From Fan to Reproductionist

Mark Beyer’s fascination with The Beatles started at six years old.  His teenage sister had the first two Beatles albums in her collection. She would always warn him not to touch her albums or the expensive family Hi-Fi Stereo record player.

One evening, when their parents were out, and his sister had gone on a date, Mark’s curiosity got the best of him. He was already mimicking The Beatles mannerisms and singing their songs, having seen their cartoons and movies on TV. He and the babysitter played those Beatles albums over and over, and it was discovered that Mark was able to innately play along with them on the family upright piano, never having had a single lesson.

Astonished by his young talent, Mark’s parents rushed him into piano lessons. The teacher told them his hands were too small and to come back when he was eight years old.

Mark continued to teach himself Beatle songs until he could begin piano lessons.
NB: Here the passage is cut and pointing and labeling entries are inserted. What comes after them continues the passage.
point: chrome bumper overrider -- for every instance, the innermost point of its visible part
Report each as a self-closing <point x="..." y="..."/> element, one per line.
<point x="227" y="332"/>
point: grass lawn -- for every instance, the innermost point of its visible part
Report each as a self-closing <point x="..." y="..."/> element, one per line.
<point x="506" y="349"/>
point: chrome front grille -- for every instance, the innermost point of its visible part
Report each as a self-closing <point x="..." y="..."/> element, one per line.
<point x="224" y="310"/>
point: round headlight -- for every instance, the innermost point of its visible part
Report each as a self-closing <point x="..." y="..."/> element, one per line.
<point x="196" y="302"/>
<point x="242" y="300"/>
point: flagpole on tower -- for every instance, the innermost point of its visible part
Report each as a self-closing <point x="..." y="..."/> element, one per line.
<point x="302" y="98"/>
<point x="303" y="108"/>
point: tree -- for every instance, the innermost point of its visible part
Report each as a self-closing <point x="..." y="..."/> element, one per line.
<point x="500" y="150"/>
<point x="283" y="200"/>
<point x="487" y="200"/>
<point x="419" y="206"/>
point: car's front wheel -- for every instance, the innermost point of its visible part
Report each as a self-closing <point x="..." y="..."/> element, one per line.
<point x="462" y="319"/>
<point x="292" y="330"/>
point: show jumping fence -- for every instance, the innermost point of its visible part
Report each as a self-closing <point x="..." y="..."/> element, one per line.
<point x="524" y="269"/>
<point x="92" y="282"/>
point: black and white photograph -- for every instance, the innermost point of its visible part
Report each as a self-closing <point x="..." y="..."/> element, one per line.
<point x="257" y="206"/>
By the age of 12, his teacher said she had taught him all she knew, and commented that all that Mark wanted to do was work on Beatles songs. He was sent to audition for private training at a local University.
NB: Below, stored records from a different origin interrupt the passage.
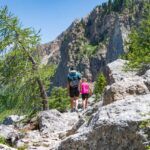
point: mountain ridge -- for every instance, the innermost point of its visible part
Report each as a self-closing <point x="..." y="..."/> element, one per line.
<point x="92" y="42"/>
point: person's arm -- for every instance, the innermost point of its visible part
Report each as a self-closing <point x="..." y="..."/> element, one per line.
<point x="80" y="84"/>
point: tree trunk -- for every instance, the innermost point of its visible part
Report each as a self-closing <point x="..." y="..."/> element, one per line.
<point x="43" y="95"/>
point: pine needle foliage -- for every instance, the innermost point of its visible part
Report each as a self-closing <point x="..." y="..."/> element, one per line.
<point x="23" y="80"/>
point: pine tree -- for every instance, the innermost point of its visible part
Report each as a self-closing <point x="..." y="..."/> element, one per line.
<point x="21" y="74"/>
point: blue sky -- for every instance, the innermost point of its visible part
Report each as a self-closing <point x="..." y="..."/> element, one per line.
<point x="51" y="16"/>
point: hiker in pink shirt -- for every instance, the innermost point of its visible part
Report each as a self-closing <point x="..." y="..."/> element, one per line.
<point x="85" y="91"/>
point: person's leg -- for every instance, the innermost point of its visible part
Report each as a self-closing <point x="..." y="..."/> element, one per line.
<point x="76" y="103"/>
<point x="72" y="103"/>
<point x="86" y="102"/>
<point x="83" y="101"/>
Mark was accepted into private lessons with Don Murray, who also trained television composer Jonathan Wolff (Seinfeld theme, and many others), and NRBQ keyboardist Terry Adams.

At the age of 14, Mark managed to purchase some second hand electronic keyboards from a pawn shop, and began to teach himself how to program synthesizers. He joined a local progressive rock group with other kids his age, who all happened to have talent and musical skills beyond their young years. They performed very difficult and challenging music from that era, such as Steely Dan, Yes, Emerson, Lake and Palmer, Genesis, and… The Beatles. Mark was developing a reputation as an insistent perfectionist, not always a popular trait around his young counterparts.

Fast forward through many years (decades) of wood shedding, night clubs, traveling, and recording. Mark answered an ad on the internet from a Beatles Tribute band from Sweden that needed a keyboard player to help them perform The Beatles Rubber Soul album for one of the largest Beatles festivals in the world, Abbey Road on The River. From that point on, Mark drew attention with his accurate live reproductions of elaborate sound effects, eclectic instrument sounds, full orchestral arrangements, and authentic sounding iconic Beatles textures, all done from the keyboards.  Mark has since performed with many Beatles shows and bands from all over the world, and is in his 15th year of touring internationally and having been on Broadway with RAIN, A TRIBUTE TO THE BEATLES.

From his home studio, Mark continues to research, dissect, and design complex keyboard performances of The Beatles music for whatever a show may require, no matter how seemingly impossible to execute and reproduce live on stage.

Mark still considers himself, above all, a huge Beatles fan.